The question is how long it will take.
Pruitt, a former Alabama defensive coordinator , inherits a defense that ranked 125th out of 129 Football Bowl Subdivision teams against the runlast season. Tennessee also is adapting to a switch from former coach Butch Jones' 4-3 scheme to the 3-4 alignment favored by Pruitt.
An even bigger adjustment might involve adopting the mentality Pruitt expects from his defensive players.
"It'll definitely take a while, just because it's a different culture," defensive end Kyle Phillips said Wednesday. "I believe that's why everybody has to buy in, me included, being a senior and being a leader for this upcoming season, just getting everybody to buy into what Coach Pruitt's preaching. And I think we'll be good then."
Six players from last year's Alabama defense were first-team or second-team all-Southeastern Conference selections . That defense featured Minkah Fitzpatrick, Rashaan Evans and Da'Ron Payne, who are all regarded as likely first-round picks in this month's NFL draft.
Tennessee didn't have a single defensive player earn first-team or second-team all-SEC honors last year and lost arguably its top defender when Rashaan Gaulden bypassed his senior season to enter the draft . Pruitt noted after Tennessee's Saturday scrimmage that ball carriers generally weren't getting tackled the first time a defender grabbed them.

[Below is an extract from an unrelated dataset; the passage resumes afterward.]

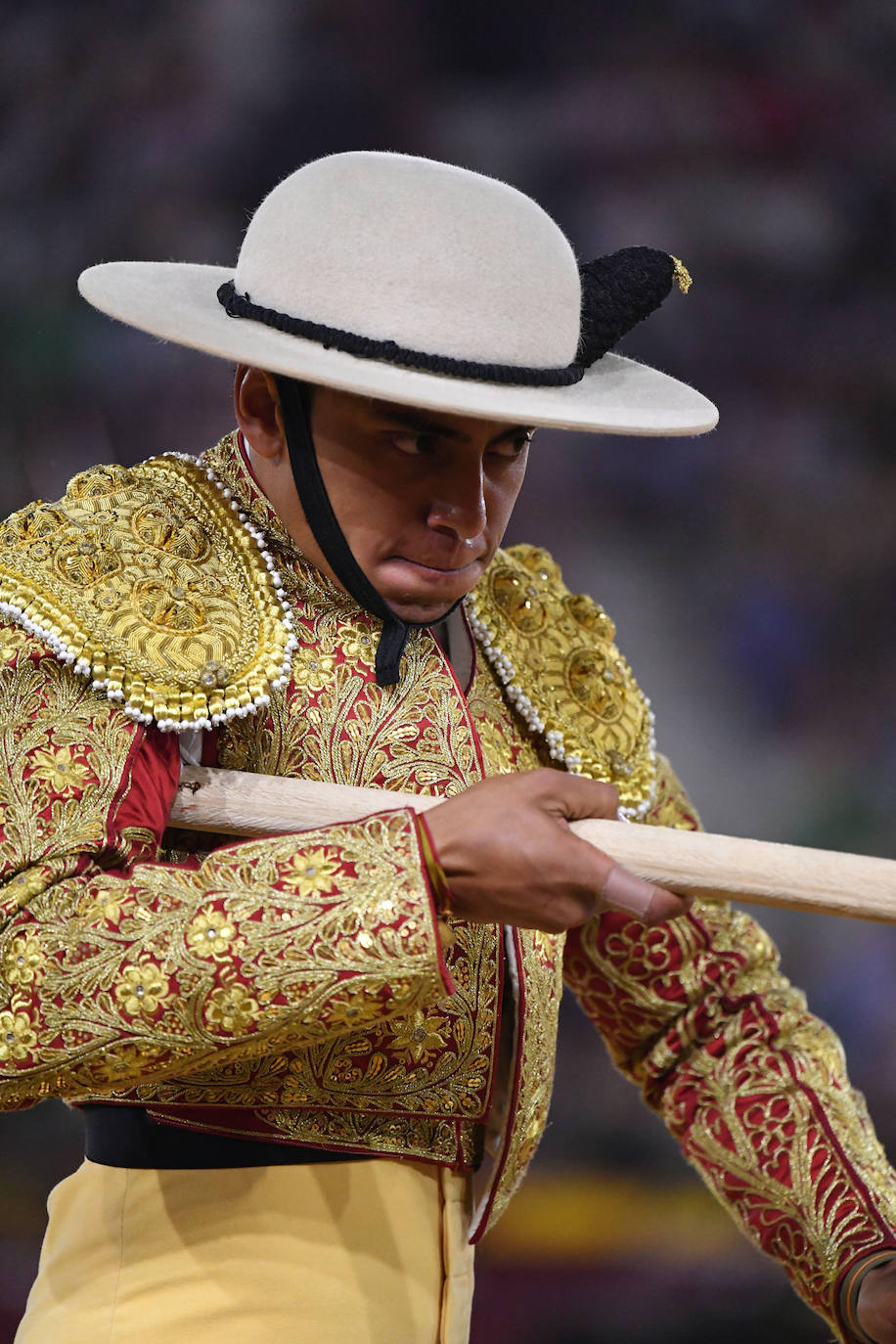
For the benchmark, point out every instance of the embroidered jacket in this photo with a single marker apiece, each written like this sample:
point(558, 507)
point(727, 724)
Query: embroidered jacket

"Obviously if they're not going down on first contact, the defense needs to do a better job of wrapping up and tackling," Pruitt said.
Pruitt noticed improvement in Tuesday's practice and said defensive players were more physical and did a better job of running to the ball. Those are the kinds of baby steps Tennessee must take to gradually develop into the kind of defense Pruitt is accustomed to having.
Defensive tackle Shy Tuttle says the biggest adjustment involves the new scheme.
"You've got a whole other lingo the coaches came in and use," Tuttle said. "That's pretty tough on everyone. You throw out what you learned in the past and pick up a new playbook."
Pruitt and Phillips downplayed the complexity of the scheme change, with Phillips saying that "it's just football." Phillips said the biggest adjustment involves the "different culture" that this staff has brought.
"I think it's a good adjustment," Phillips said. "I believe this coaching staff has been marking on being disciplined, being focused, having toughness, playing for four quarters. I think that's going to help us moving forward."
Pruitt's defenses have succeeded wherever he's been.
He was defensive coordinator for Florida State's 2013 and Alabama's 2017 national championship teams . Pruitt also was on Alabama's staff during the Crimson Tide's 2009, 2011 and 2012 national title runs. Georgia was ranked seventh in total defense and eighth in scoring defense in 2015, his final season as the Bulldogs' defensive coordinator.
"He's won a lot of championships and sent a bunch of people to the NFL," Tuttle said. "I hope he can help me and the teammates around me."
This year could represent Pruitt's toughest challenge. Tennessee went 4-8 last season while setting a school record for losses and going winless in Southeastern Conference competition for the first time ever.
Pruitt's search for solutions has been evident in how he's experimented with players at different positions.
His latest attempts at mixing and matching came Tuesday.
Alontae Taylor lined up at cornerback after starting the spring at receiver. Princeton Fant was working out at linebacker after spending most of the spring at running back. Tight end LaTrell Bumphus was practicing on the defensive line. Tyler Byrd, who had moved from wide receiver to the secondary this spring, was back at receiver. Defensive linemen Greg Emerson, Matthew Butler and Eric Crosby were working out on the offensive line.
Pruitt said he will continue trying to discover where players fit best and hasn't ruled out the possibility of using some guys on both offense and defense.
"I go back to my high school background," Pruitt said. "Sometimes you have to play guys on both sides of the all. When it comes down to the last two minutes, I like to have the best players on the field."